Ces propos de Gilbert Bawara devraient avoir emballé les esprits non avisés. D’autant plus qu’effectivement, Edem Kodjo, Yawovi Agboyibo, Leopold Gnininvi et certains de leurs lieutenants avaient bien collaboré avec le pouvoir Faure Gnassingbé dans des gouvernements, sans pour autant perdre leur statut d’opposant. Mais la nuance, c’est que ces participations se sont effectuées dans des circonstances bien différentes de celles de l’Ufc de Son Excellentissime Gilchrist Olympio.
 
Edem Kodjo s’était retrouvé à la Primature après la présidentielle frauduleuse et sanglante d’avril 2005 à cause d’une insatiabilité légendaire. L’homme était d’ailleurs dans une posture depuis quelque temps qui le voyait voler au secours du clan Gnassingbé lorsqu’il se retrouvait dos au mur. L’histoire des vingt-deux (22) engagements pris à Bruxelles est illustrative. Après les événements de 2005, Faure Gnassingbé voulait d’un Premier ministre issu des rangs de l’opposition, juste pour faire un clin d’œil à la communauté internationale. Pour ce qui est de Me Yawovi Agboyibo et du Pr Léopold Gnininvi et leurs collaborateurs, ils se sont retrouvés au gouvernement, à la suite de l’Accord politique global (Apg) conclu entre toute la classe politique à la suite de plusieurs mois de pourparlers supervisés par des représentants de la communauté internationale, et qui recommandait la mise en place d’un gouvernement d’union pour apaiser le climat politique.
 
Le cas de l’Ufc est bien particulier.
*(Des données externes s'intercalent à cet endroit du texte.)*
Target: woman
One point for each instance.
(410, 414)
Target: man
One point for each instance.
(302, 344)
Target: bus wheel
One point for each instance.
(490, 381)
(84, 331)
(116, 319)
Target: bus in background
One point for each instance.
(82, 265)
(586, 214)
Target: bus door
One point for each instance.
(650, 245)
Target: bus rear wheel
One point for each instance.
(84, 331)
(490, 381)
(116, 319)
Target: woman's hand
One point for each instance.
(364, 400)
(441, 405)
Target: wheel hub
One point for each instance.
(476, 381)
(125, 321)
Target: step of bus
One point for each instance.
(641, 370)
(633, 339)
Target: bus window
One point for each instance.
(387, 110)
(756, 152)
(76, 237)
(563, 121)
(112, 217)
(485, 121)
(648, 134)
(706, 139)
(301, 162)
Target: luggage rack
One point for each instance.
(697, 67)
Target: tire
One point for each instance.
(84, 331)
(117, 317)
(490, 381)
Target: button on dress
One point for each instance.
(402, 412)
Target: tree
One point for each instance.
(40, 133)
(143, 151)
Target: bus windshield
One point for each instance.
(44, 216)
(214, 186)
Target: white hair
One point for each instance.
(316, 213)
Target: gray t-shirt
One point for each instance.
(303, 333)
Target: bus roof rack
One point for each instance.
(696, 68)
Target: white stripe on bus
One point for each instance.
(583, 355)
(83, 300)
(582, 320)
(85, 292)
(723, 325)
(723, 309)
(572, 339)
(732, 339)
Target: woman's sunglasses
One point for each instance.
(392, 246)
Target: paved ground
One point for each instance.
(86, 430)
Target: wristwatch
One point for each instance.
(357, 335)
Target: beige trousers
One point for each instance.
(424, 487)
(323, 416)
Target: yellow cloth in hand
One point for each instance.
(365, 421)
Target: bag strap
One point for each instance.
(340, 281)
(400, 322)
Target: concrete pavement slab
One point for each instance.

C’est un accord de collaboration en bonne et due forme qui a été signé entre ce parti et le défunt Rpt le 26 mai 2010. Par ce pacte, Gilchrist Olympio acceptait faire entrer ses collaborateurs au gouvernement. Une feuille de route avait été arrêtée, et on se rappelle même qu’à l’époque, l’opposant antécambrien se vantait de cogérer fifty-fifty le pouvoir avec Faure Gnassingbé. Ces informations, même les pensionnaires du Centre psychiatrique de Zébé les ont encore fraiches dans leur mémoire, et nous ne voudrions pour rien au monde croire que Gilbert Bawara, le plus intelligent (sic) du Togo et qui aurait travaillé au sein du Système des Nations, a aussi la mémoire…courte au point de l’oublier.
 
D’ailleurs être de l’opposition, ce n’est pas un manteau ; c’est un comportement, et il y a bien longtemps que ce réflexe a fui Gilchrist Olympio et les siens. Depuis mai 2010, ils n’ont d’yeux que pour Faure Gnassingbé, allant même à l’encontre des revendications légitimes du peuple incarnées aujourd’hui par l’Alliance nationale pour le changement (Anc), le Front républicain pour l’alternance et le changement (Frac), le Collectif « Sauvons le Togo » et la Coalition Arc-en-ciel. Il est loisible d’entendre des responsables de l’Ufc soutenir ouvertement les violences contre les manifestants de ces regroupements. N’est-ce pas Gilchrist Olympio qui est à l’origine de l’exclusion de l’Assemblée nationale des neuf (09) députés de l’Anc ? Au Parlement, l’Ufc ne fait d’ailleurs que voter les projets de loi transmis par le pouvoir.
 
C’est manifeste, l’Ufc est devenue depuis quelque temps un accompagnateur du régime Faure Gnassingbé et à ce titre, ne saurait être encore considérée comme de l’opposition. « Un projet de loi portant statut de l’opposition discuté et adopté en commission à l’Assemblée nationale stipule : « Est considéré comme parti de l’opposition, tout parti ou coalition de partis politiques n’appartenant pas à la majorité parlementaire ou ne soutenant pas l’action du gouvernement » », a bien fait de rappeler le parti de Me Dodji Apévon, au cours d’une conférence de presse organisée le lundi 15 octobre dernier, avant de conclure, logiquement : « Il est constant aujourd’hui, qu’en dehors de l’ANC et du CAR, tous les autres partis parlementaires, non seulement soutiennent l’action du gouvernement, mais en sont membres ». Même Me Djovi Gally, jusqu’à récemment Porte-parole de l’Ufc et Conseiller particulier de Gilchrist Olympio, s’est indigné sur les ondes d’une radio de la place que le parti puisse encore se prévaloir de l’opposition tout en étant au gouvernement et soutenant les actions du pouvoir, sur la base d’un accord bilatéral et a parlé d’aberration. Mais l’ancien garçon de course à l’Ambassade du Togo en RDC, Gilbert Bawara, lui, trouve cela normal.